Monday, December 22, 2008

Unemployed

This has been a tough one. I've never been "downsized" before and it's been more than three months since I lost my job. I really don't now how to look for work. I've had a few positions over the years but they always had a way of finding me. I didn't go looking for them. I think the last time I really did a job search was when I came out of graduate school. That was nineteen years ago.

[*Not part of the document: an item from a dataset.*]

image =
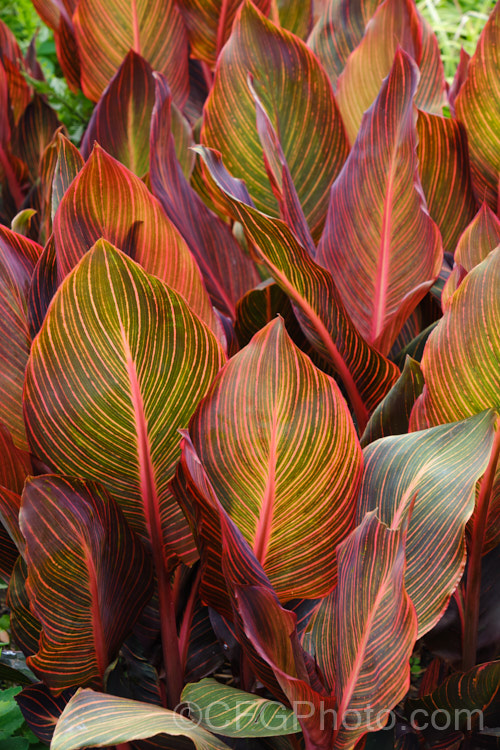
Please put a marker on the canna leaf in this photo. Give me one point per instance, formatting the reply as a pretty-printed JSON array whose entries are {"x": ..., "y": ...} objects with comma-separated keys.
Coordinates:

Looking for work has changed so much. I was completely unaware that you can't talk to anyone, you do everything through the web. You send your resume which then gets scanned along with the hundreds of other resumes. Then the search system on the other side looks for key words which of course you don't know what they are. If your resume has enough of the key words you get a second look, if not, you don't hear from a soul. I've probably made five to six hundred job inquiries since September. I've had exactly two interviews. One of them over the phone.

Beyond the technical frustration of this job search the psychological toll is getting worse. I've forgotten who I am. I'm not sleeping well. I have to try really, really hard to feel optimistic. I have this little glimmer of hope that things will get better. That I'll find another position that takes care of me and my kids and that maybe someday I can finally get out from under the debt and financial turmoil from my divorce and maybe even be able to buy a place of my own again. Maybe be able to buy a car that has less than 100,000 miles and that doesn't break down all the time. Maybe, just maybe.

It's gotten so bad that I pulled my profile off of Facebook. I decided that Facebook is for people who have lives. When I get one again maybe I'll reactivate.

The bottom line is... this is bad. I feel bad most of the time. I feel like a failure and I feel like a fool for believing that good things would happen to me if I worked hard. Maybe they will sometime in the future. Maybe things will get better. I just don't know. I know I'm not the only one who has lost a job recently. It just feels that way.